We identified other potentially eligible trials or ancillary publications by inspecting the reference lists of retrieved included studies. The details of the search strategy can be accessed in the online supplemental file 1.

Supplementary data. : Search.

bmjmed-2023-000723supp001.pdf^{(46.6KB, pdf)}

Data collection

We used EndNote for deduplication and Covidence for study selection. Two independent researchers independently scanned the abstract, title, or both, of the remaining records retrieved to determine which studies should be assessed further through Covidence. Two independent researchers investigated all potentially relevant records as full text, mapped records to studies, and classified studies as included studies, excluded studies, studies awaiting classification, or ongoing studies, following the criteria for each provided in the Cochrane Handbook for Systematic Reviews of Interventions.²⁴ We resolved any discrepancies through consensus or recourse to a third review author (LIG or JVAF). If the resolution of a disagreement was not possible, we designated the study as "awaiting classification", and we contacted the study authors for clarification. We documented reasons for the exclusion of studies that may have reasonably been expected to be included in the review in a table of characteristics of excluded studies. We presented a PRISMA flow diagram showing the process of study selection.^{11 25}

We developed a dedicated data abstraction form that we pilot tested. For studies that fulfilled the inclusion criteria, two independent researchers independently abstracted the following information: bibliographical details, study dates and methods, country and setting, age, gender or sex, predominant SARS-CoV-2 variant, disease severity and definition of exposition (SARS-CoV-2 infection), socioeconomic status, prognostic factors and definition, and timing of outcomes. Outcome data for continuous and dichotomous outcomes were transformed, when necessary, following the guidance from chapter 6 of the Cochrane handbook.²⁴ We resolved any discrepancies through consensus or recourse to a third review author (LIG or JVAF). Considering that we extracted incidence and estimates for the main outcome measures used to describe and characterise post-covid-19 conditions, we assessed the risk of bias in each study using the Joanna Briggs Institute tool for cohort studies¹², which has 11 questions covering different aspects related to the methodological quality of a study and the extent to which a study has addressed the possibility of bias in its design, conduct, and analysis. Each of the following questions can be answered with a yes, no, unclear, or not applicable:

Were the two groups similar and recruited from the same population?
Were the exposures measured similarly to assign people to both exposed and unexposed groups?
Was the exposure measured in a valid and reliable way?
Were confounding factors identified?
Were strategies to deal with confounding factors stated?
Were the groups/participants free of the outcome at the start of the study (or at the moment of exposure)?
Were the outcomes measured in a valid and reliable way?
Was the follow-up time reported and sufficient to be long enough for outcomes to occur?
Was follow-up complete, and if not, were the reasons to loss to follow-up described and explored?
Were strategies to address incomplete follow-up utilised?

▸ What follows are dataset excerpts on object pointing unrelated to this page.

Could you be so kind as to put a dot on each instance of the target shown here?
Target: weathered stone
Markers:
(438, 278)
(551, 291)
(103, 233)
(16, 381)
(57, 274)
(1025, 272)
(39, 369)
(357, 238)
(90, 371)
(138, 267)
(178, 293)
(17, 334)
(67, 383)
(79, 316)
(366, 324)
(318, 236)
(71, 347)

The risk of bias is reported in the online supplemental file 2 and described narratively in the results section.

Supplementary data. : Risk of bias.

bmjmed-2023-000723supp002.pdf^{(759.9KB, pdf)}

Data synthesis

We anticipated clinical and methodological heterogeneity in the research. When sufficient homogeneity across the study population, diagnostic approaches, and measurements of outcomes were used, we summarised data using random-effects meta-analysis of mean differences for continuous outcomes. We then adjusted risk ratios or hazard ratios following the inverse variance method according to the guidance of chapter 24 of the Cochrane Handbook.²⁴ For outcomes for which meta-analysis was not possible, we reported these findings following the reporting guidance of synthesis without meta-analysis (SWiM).^{26 27} We conducted random-effects meta-analyses with due consideration of the whole distribution of effects using the Hartung-Knapp-Sidik-Jonkman method.²⁸ Based on the input of our experts at the Robert Koch Institute, we defined a minimum set of five confounders: age, sex, race and ethnicity, comorbidities (either as a set of common or relevant conditions related to the outcome or a cumulative index of morbidity, and the number of consultations as a proxy for increased medical needs), and socioeconomic status (eg, different forms of deprivation and education). We then conducted stratified analyses based on the number of core adjustments (zero to five). If the overall estimate did not differ substantially from the group, including the most adjusted studies (eg, 20% of the point estimate), we presented the overall analysis in the main manuscript (all other analyses are available in the supplementary appendix). Otherwise, we included the estimate with the greatest adjustment (ie, the maximum number of core confounders). We tracked protocols and registers of ongoing studies and, when appropriate, generated funnel plots to assess publication bias.

We evaluated the percentage of total variation across studies due to heterogeneity by the I² measure. We used the thresholds low (0-40%), moderate (30-60%), substantial (50-90%), and considerable (75-100%) following the Cochrane handbook.²⁴ As we expected high heterogeneity, we aimed to explore heterogeneity by analysing our prespecified subgroups, but no cut-off point for I² was used to decide whether to pool study data.

We had planned a series of subgroup analyses and meta-regression to explore heterogeneity. However, we had too few studies per outcome, which rendered this exploration invalid.²⁴ We had limited studies with different characteristics defined in our protocol (ie, gender, age, and disease severity). Moreover, we could not explore the effect of comorbidities because they were mostly accounted for in the adjusted analysis of the individual studies. Furthermore, we could not incorporate settings by country income classification as only three of the included studies were conducted in upper-middle income settings. Finally, we could not conduct sensitivity analysis using WHO's case definition because the studies included the general population and did not analyse this case definition.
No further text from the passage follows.